Importantly, avoid any vasoconstrictive agents. We prefer large volume of IV fluids in these cases, as IV fluids will allow for more splanchnic flow.

If vasopressors are used, low dose milrinone or inotropic agents like dobutamine or dopamine are preferred as they have less effects on mesenteric perfusion.

Broad spectrum coverage is recommended with Piperacillin/tazobactam being a preferred option for antibiotic coverage. Bowel infarction and ischemia can promote bacterial transmigration and if there are any microperforations present this can increase risk of peritonitis.
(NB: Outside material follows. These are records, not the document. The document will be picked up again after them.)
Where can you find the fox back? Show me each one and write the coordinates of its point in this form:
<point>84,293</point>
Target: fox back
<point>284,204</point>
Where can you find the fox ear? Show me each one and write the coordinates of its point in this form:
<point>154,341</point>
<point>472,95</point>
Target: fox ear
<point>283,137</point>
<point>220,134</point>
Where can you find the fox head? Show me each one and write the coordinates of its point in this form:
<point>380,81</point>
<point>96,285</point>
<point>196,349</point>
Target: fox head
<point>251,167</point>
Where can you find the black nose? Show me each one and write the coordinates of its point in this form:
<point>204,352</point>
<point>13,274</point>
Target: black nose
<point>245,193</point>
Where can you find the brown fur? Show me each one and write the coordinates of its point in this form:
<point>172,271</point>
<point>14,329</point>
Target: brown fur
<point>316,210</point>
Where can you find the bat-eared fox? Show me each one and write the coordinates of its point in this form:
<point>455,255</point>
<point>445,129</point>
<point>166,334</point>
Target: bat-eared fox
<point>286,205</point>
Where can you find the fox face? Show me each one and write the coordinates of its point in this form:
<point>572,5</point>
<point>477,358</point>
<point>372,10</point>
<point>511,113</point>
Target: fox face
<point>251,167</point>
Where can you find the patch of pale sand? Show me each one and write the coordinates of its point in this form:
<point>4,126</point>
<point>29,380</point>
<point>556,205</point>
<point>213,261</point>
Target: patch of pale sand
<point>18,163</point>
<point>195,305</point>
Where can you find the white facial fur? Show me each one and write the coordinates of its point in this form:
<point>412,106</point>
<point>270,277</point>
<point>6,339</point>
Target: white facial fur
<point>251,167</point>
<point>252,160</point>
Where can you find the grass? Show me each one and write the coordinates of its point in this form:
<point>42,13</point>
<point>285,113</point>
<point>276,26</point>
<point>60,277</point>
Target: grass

Anticoagulation: The mainstay is unfractionated heparin to limit thrombus propagation. A less established approach is with a local infusion of a thrombolytic agent; however, this option is reserved for patients with a shorter duration of symptoms and without signs of peritonitis.

Prognosis

Survival for acute ischemia is worse for arterial etiology rather than venous. These patients are very ill after surgery and often they stay in the hospital for a month with poor prognosis. Mortality rates exceed 60%! In one systemic review, the pooled operative mortality rate was 47%. Patients overall are still likely to die from the underlying condition that predisposed them to mesenteric ischemia.